Calabrò non teme che le buone intenzioni del ddl possano lasciare margini per un loro stravolgimento. Per via di ricorsi alla Corte costituzionale, potrebbero per esempio vanificarsi i limiti posti dalla normativa per quanto riguarda idratazione e alimentazione. Rimarrebbe, in quel caso, la pura e semplice natura eutanasica di qualsiasi forma, anche light, di testamento biologico. Calabrò risponde che “sul piano della costituzionalità non temiamo nulla. L'articolo 32 riconosce la facoltà di scegliere se curarsi o meno per una patologia, se accettarne o meno l'evoluzione naturale. Non è invece consentito dire che ci si vuole suicidare. E alimentazione e idratazione, escluse dal nostro testo dalle dichiarazioni anticipate di trattamento, non sono cure di una patologia, ma sostegni vitali”. Calabrò sottolinea che questo vale anche per le persone in grado di intendere e di volere: “Fu un giudice, durante uno sciopero della fame e della sete di Pannella, a spingere per l'idratazione e l'alimentazione coatte. Succede pure, nei casi di anoressia, che si impongano trattamenti per salvare la vita di chi non vuole più mangiare. Ci sono scelte di vita e di morte che non sono autorizzato a fare, altrimenti il codice penale non condannerebbe la cooperazione al suicidio. Se è possibile dare indicazioni per le terapie, non è possibile stabilire una via per il proprio suicidio”.

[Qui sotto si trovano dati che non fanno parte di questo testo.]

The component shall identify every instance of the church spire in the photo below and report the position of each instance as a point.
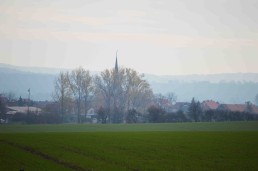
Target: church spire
(116, 65)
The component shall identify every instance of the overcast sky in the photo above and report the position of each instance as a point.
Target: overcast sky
(164, 37)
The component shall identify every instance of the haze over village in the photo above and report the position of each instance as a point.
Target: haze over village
(103, 85)
(185, 53)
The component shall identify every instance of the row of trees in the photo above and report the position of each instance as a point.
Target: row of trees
(113, 92)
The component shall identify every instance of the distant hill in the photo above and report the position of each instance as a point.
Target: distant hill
(225, 88)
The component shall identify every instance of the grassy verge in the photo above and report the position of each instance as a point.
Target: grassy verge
(199, 126)
(186, 146)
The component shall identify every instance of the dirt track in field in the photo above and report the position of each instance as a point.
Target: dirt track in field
(45, 156)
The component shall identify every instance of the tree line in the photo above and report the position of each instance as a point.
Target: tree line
(114, 93)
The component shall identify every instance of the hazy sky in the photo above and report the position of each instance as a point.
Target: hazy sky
(151, 36)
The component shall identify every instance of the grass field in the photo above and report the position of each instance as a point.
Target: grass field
(175, 146)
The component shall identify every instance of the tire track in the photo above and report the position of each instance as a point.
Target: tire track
(45, 156)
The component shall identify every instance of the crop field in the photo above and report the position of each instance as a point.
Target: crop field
(174, 146)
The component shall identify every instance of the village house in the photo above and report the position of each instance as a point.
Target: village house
(239, 108)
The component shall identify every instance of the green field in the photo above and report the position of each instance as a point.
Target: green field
(175, 146)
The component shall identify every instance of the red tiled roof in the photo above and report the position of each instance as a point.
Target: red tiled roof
(240, 108)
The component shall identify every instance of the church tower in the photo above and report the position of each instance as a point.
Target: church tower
(116, 65)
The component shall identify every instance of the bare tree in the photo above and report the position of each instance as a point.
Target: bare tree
(80, 86)
(62, 91)
(104, 86)
(122, 90)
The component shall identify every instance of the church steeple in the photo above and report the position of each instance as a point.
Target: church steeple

Il senatore Calabrò spiega anche perché “si è scelta una definizione diversa da ‘testamento biologico'. Il testamento rimanda a una fissità e a una esecutività che contrasterebbero con la salvaguardia del ruolo del medico, della sua possibilità di agire in scienza e coscienza, a partire dagli orientamenti espressi nelle dichiarazioni anticipate dal singolo ma nel confronto con il fiduciario. Perché è dal colloquio tra medico e fiduciario che nascono alla fine le decisioni”. C'è anche chi obietta che a interventi come l'inserimento di un sondino nasogastrico non si possa negare la natura di atto sanitario. Il quale, in quanto tale, se è rifiutabile da chi è capace di intendere e di volere dovrebbe esserlo anche da chi non lo è più, attraverso le disposizioni anticipate: “Ma non è così – risponde Calabrò – perché non è lo strumento che fa l'atto sanitario. Dare il biberon è un atto sanitario? No, naturalmente. Atto sanitario è quello che cura una determinata patologia. Il sondino nasogastrico è un mezzo che non incide sulla patologia di base”. Infine, Calabrò sottolinea che “quella che combattiamo non è una battaglia dei cattolici contro i laici. E' una battaglia dei laici credenti e non credenti, che risponde alla cultura e la civiltà di questo paese”.